The Oval Station was partially upgraded in 2007/08. The upgrade did not include a much needed cash machine and local residents have to pay to withdraw their cash nearby. In contrast, St James Park Station (TfL/London Underground offices) has three cash machines. Although that station is busier, the Oval Station is sufficiently busy to merit at least one free withdrawal machine. The station currently has a small café, shoe repair shop and news vendor. However, the flower seller that had been a feature of the station for many years has now gone.

Oval Station and offices
The Oval Station opened in 1890. In 2012, there were 6.1 million entry and exits making it the 114th largest of 268 tube stations. On a typical weekday, some 10,000 passengers enter and 9,000 exit the station. No doubt there is some reason for the difference – perhaps people are more likely to leave the area by tube but use other means of transport to arrive.

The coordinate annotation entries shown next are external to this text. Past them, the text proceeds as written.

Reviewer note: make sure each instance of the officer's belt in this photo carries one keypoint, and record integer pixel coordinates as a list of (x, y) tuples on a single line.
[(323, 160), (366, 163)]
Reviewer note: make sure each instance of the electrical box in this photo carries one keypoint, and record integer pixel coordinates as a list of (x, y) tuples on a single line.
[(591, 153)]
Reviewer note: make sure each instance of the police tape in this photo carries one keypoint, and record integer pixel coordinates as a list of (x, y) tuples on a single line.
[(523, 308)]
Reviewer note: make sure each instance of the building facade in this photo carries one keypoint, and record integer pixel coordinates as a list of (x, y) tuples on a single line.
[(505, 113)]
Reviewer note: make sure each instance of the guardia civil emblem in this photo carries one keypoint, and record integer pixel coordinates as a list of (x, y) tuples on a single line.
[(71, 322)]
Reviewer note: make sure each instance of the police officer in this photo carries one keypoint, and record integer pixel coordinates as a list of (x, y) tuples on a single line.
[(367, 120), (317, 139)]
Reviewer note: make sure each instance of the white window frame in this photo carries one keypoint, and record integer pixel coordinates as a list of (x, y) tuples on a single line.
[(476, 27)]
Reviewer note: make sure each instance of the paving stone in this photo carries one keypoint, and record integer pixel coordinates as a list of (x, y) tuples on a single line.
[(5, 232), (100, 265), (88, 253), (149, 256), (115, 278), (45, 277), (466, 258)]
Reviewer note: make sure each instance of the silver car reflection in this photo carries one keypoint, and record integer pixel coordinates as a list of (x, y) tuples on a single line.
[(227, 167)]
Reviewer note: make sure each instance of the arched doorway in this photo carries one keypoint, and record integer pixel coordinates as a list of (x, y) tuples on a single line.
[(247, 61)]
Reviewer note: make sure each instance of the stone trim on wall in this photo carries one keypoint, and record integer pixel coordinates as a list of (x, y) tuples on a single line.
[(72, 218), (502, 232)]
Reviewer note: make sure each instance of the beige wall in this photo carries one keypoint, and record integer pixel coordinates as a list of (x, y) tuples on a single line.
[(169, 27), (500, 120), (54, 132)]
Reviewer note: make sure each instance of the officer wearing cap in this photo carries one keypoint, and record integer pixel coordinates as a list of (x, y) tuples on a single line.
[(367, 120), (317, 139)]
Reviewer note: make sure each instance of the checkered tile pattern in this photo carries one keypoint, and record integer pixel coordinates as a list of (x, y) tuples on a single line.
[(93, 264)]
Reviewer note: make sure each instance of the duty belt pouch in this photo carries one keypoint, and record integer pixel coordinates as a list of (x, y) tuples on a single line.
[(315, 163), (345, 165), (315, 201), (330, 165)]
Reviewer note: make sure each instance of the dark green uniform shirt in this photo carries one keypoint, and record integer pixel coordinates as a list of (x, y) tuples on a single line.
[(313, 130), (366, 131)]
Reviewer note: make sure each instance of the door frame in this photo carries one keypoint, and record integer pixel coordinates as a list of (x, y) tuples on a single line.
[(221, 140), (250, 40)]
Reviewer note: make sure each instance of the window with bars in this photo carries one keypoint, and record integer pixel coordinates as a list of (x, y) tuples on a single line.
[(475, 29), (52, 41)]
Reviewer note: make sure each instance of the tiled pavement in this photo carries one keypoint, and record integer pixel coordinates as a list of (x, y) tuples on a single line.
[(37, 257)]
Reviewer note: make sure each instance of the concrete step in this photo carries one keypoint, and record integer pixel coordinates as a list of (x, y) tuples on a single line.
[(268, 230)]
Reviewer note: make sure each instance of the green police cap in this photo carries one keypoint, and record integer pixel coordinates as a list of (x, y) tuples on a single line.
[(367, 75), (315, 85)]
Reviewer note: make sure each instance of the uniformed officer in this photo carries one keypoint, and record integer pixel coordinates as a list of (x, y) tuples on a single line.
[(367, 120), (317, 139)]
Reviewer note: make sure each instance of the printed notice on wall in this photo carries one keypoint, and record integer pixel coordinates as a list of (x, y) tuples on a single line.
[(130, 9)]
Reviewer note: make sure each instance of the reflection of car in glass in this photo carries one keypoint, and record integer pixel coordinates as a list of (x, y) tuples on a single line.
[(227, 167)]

Those who use the station regularly will know about the ‘Oval Station thought for the day’ that appears on a notice board near the top of the escalators. If you don’t go to the station often then you can always try following them on twitter @Oval_Station to see what the latest thought is.


Spaghetti Squash

28 Sep

It’s always nice to see a new trader at the Oval Farmers’ Market and this one had sold out by lunchtime. I must admit to never having heard of “Spaghetti Squash” before. When this particular type of squash is cooked, the flesh forms strands a bit like spaghetti hence the name. One day I’ll have to get someone to explain to me the difference between a squash, gourd, pumpkin etc.

Spaghetti Squash


1 Lambeth High Street

27 Sep

1 Lambeth High St is a proposed mixed residential/commercial development on the site of the Royal Pharmaceutical Society headquarters building near Lambeth Bridge. It was nice to see the developers/architects consulting with the public before jumping straight to the planning application stage. Although it will be sad to lose the Royal Pharmaceutical society (it has been in the area since the 1970s) the proposed new building does seem to be an improvement on the previous one and has been sympathetically designed with The Museum of Garden/History and Lambeth Palace across the road in mind.

My only reservation about this project is that it contains ground floor commercial/retail space and it remains to be seen whether this will prove viable. At the moment, local foot fall/parking restrictions/traffic flow at this location will limit the types of shops/businesses that the development can support. The nearby Parliament View development has a ground floor commercial/retail unit which, I understand, has remained empty since it was first built despite being next to a bus stop. There would probably have to be some substantial changes to the street scape on Lambeth Road to help ensure that any new commercial/retail space has a chance of success.


Royal Pharmaceutical Society

21 Sep

The Royal Pharmaceutical Society (founded 1841) has been at 1 Lambeth High Street since the 1970s.  It is opposite the Museum of Garden History near Lambeth Bridge. The site is to be redeveloped and the society will be moving elsewhere.